Prostate Cancer is one of the most common cancers among men. In most cases, this type of cancer develops in men over the age of 65. Experts believe that most older men have traces of it, and those with a family history of prostate cancer are more likely to get it. The chance of men developing the disease under the age of 50 is less than 1 percent. No one knows the exact cause of prostate cancer, though it has been linked to a meat-eating diet.

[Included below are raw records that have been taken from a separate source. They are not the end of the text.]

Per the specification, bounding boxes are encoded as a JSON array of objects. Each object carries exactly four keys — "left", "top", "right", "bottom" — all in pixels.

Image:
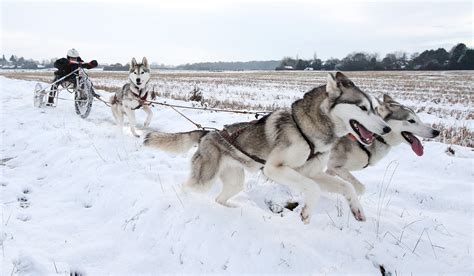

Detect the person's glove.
[{"left": 89, "top": 59, "right": 99, "bottom": 68}]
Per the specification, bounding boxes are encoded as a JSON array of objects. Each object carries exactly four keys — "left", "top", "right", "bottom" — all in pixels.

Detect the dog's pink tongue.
[
  {"left": 408, "top": 133, "right": 423, "bottom": 156},
  {"left": 359, "top": 124, "right": 374, "bottom": 141}
]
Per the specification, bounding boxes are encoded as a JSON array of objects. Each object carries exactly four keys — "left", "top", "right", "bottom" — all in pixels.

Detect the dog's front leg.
[
  {"left": 143, "top": 105, "right": 153, "bottom": 127},
  {"left": 311, "top": 172, "right": 365, "bottom": 221},
  {"left": 263, "top": 161, "right": 321, "bottom": 224},
  {"left": 125, "top": 108, "right": 140, "bottom": 137},
  {"left": 326, "top": 168, "right": 365, "bottom": 195}
]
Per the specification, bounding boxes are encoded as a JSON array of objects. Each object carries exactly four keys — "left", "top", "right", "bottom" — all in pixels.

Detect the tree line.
[
  {"left": 0, "top": 43, "right": 474, "bottom": 71},
  {"left": 0, "top": 55, "right": 52, "bottom": 69},
  {"left": 275, "top": 43, "right": 474, "bottom": 71}
]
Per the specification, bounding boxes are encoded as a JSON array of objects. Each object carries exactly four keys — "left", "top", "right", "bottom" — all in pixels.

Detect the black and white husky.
[
  {"left": 144, "top": 72, "right": 390, "bottom": 223},
  {"left": 327, "top": 95, "right": 439, "bottom": 194},
  {"left": 110, "top": 57, "right": 155, "bottom": 137}
]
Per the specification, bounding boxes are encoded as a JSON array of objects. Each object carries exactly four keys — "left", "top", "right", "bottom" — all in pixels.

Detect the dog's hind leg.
[
  {"left": 183, "top": 142, "right": 221, "bottom": 191},
  {"left": 326, "top": 168, "right": 365, "bottom": 195},
  {"left": 111, "top": 104, "right": 123, "bottom": 132},
  {"left": 263, "top": 161, "right": 321, "bottom": 224},
  {"left": 143, "top": 105, "right": 153, "bottom": 127},
  {"left": 311, "top": 172, "right": 365, "bottom": 221},
  {"left": 216, "top": 167, "right": 245, "bottom": 207},
  {"left": 125, "top": 108, "right": 140, "bottom": 137}
]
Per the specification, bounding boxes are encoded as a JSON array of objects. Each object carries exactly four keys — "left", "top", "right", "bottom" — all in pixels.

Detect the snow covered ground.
[{"left": 0, "top": 77, "right": 474, "bottom": 275}]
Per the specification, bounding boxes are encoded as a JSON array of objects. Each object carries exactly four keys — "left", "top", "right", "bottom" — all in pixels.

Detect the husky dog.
[
  {"left": 110, "top": 57, "right": 155, "bottom": 137},
  {"left": 144, "top": 72, "right": 390, "bottom": 223},
  {"left": 327, "top": 94, "right": 439, "bottom": 194}
]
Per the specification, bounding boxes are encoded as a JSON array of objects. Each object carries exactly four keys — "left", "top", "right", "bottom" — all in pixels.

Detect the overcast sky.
[{"left": 0, "top": 0, "right": 474, "bottom": 65}]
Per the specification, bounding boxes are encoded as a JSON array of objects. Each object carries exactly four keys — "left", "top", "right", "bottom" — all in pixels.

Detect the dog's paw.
[
  {"left": 216, "top": 198, "right": 238, "bottom": 208},
  {"left": 351, "top": 206, "right": 365, "bottom": 221},
  {"left": 300, "top": 206, "right": 311, "bottom": 224},
  {"left": 354, "top": 184, "right": 365, "bottom": 195}
]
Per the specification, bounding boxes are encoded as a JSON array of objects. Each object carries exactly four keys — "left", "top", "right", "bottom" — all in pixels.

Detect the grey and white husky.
[
  {"left": 144, "top": 72, "right": 390, "bottom": 223},
  {"left": 110, "top": 57, "right": 155, "bottom": 137},
  {"left": 327, "top": 94, "right": 439, "bottom": 194}
]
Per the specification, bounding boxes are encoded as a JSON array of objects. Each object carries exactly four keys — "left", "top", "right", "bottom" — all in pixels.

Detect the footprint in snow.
[{"left": 17, "top": 196, "right": 31, "bottom": 209}]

Prostate Cancer develops in the prostate gland. This gland is located beneath the bladder and around the upper part of the urethra, the tube that carries urine out from the bladder. The prostate is part of the male reproductive system, and its purpose is to produce semen, the liquid that transports sperm. Prostate Cancer enlarges the prostate which affects urination.
- Trouble urinating
- Blood in the semen or urine
- Erectile dysfunction
- Pain in the pelvic area
- Weakness in the lower limbs
- Weight loss
However, prostate cancer grows slowly and often remains undetected until it has advanced in stage or spread to other parts of the body.
While prostate cancer is in its early stages, treatment is usually successful. One option is the surgical removal of the prostate. There are also various techniques for destroying only the cancer cells, as opposed to complete removal of the prostate. Radiation therapy, chemotherapy, and hormone therapy may be necessary for treating the disease.
Prostate cancer that has spread to other parts of the body, such as the lungs, lymph nodes, or bones, is incurable, though it may be controlled for many years. Most men in this condition live about five years or more. Because prostate cancer progresses at a much slower rate than other cancers, most men with prostate cancer will die from other causes. Many men die without even knowing that they had the disease because they were not experiencing any severe symptoms.
Prostate cancer is often affected by diet. Studies have shown that men who eat red meat and fat are more at risk. Cooking meat at high temperatures can also produce cancer-causing substances that can affect the prostate.
Countries, where meat and dairy products are more common, have more cases of prostate cancer than in countries where more plant-based diet is observed. For example, prostate cancer is very rare in Asian, African, and South American countries.
Certain plants and foods can help block cancer-causing substances from taking action in the body. Studies have shown that the following vegetables may be effective in preventing prostate cancer:
- bok choy
- Brussels sprouts
These vegetables, along with fruits and whole grains, are also full of fiber, which is necessary for a healthy diet. Fiber helps the digestion track eliminate toxins from the body. Eating healthily and providing the body with the nutrients it needs is the key to fighting prostate cancer, whether you have the disease yet or not.